Isso parece ter um peso imenso. Parece um peso maior do que eu posso suportar... mas vou fazer.


Por que MÃO?
Como já comentei, desde criança fui rotulada de ter "jeito" pra trabalhos manuais. Mas, por ironia do destino, talvez, desde 1996 desenvolvi uma alergia bem na minha mão direita - a mão que uso pra praticamente tudo (já que sou destra).
O meu problema não tem cura. Já fiz muitos tratamentos, consultei muitos médicos, já tomei muitos remédios diferentes, passei muitas pomadas e cremes diferentes... Já fiz muitos exames. A conclusão que os médicos chegaram foi que eu preciso conviver com isso. Hoje posso dizer que aprendi a conviver, mas não posso dizer que consigo esquecer.
Minha alergia piora com alguns fatores: muito pó, estresse, contato com algumas coisas (latex, por exemplo... o que torna minha vida um pouco difícil, já que a maior parte das coisas inventadas para proteger as mãos são feitas desse material), frio... O fator mais determinante é psicológico: quando estou bem ela melhora, quando estou triste ou nervosa, piora.
O que acontece na prática?
Minha mão direita, quando está em crise aguda, fica vermelha, a pele chega a rasgar provocando sangramentos, os movimentos dos dedos ficam comprometidos e perco minhas impressões digitais (além de ficar feio pra caramba). Normal, normal ela nunca mais ficou. Guardo algumas marcas disso mesmo quando ela está ótima - uma coisa é a deformação que "ganhei" nas unhas do polegar e do indicador. Além disso, a mão direita parece mais velha que a esquerda.

O problema não me impede de fazer as tarefas simples do dia a dia. Não tenho, por exemplo, nenhuma dificuldade em escrever (seja assim, no computador ou usando objetos próprios). A lousa, por exemplo, não chega a ser um problema. Não tenho alergia ao giz - mas se ela está mal, o giz agrava (por deixar a mão muito seca). A dificuldade em fazer as tarefas simples só existe em momentos de crise aguda.
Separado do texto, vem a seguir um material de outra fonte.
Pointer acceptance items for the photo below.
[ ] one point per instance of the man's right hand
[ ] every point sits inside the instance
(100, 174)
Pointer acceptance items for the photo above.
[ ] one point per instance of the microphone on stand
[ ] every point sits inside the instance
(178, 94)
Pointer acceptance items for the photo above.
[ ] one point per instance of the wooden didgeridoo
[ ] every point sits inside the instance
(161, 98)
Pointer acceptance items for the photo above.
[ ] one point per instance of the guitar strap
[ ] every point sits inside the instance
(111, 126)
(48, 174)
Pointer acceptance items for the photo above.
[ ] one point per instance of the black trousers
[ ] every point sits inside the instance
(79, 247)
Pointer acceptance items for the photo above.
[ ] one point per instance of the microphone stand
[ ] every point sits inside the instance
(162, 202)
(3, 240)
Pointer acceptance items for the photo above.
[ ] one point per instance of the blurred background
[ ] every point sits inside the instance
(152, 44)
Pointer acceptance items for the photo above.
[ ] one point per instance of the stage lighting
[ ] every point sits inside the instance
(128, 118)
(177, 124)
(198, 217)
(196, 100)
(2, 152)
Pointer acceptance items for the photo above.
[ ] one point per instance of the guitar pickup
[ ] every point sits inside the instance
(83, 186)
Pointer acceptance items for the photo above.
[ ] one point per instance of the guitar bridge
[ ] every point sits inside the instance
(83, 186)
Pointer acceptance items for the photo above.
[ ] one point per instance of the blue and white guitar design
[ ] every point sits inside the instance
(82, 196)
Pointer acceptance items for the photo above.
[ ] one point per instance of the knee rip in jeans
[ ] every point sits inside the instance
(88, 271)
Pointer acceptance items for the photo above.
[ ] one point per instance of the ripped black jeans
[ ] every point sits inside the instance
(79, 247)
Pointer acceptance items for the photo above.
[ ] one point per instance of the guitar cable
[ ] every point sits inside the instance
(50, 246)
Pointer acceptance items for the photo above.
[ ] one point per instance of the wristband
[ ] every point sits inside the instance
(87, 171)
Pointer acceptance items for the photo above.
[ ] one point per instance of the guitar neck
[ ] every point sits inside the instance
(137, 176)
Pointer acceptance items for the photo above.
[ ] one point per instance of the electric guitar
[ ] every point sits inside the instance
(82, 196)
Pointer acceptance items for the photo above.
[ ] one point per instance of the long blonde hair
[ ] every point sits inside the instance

A intenção desse projeto não é ficar expondo minha dor e nem fazer com que alguém tenha pena de mim por ter esse problema. Minha intenção é simplesmente olhar pra ela com outros olhos. Olhar para a  mão que tanto desprezei ao longo de anos... que é a mesma mão que me ajuda tanto. Olhar para ela não como um problema, mas como uma fonte inspiradora para ARTE.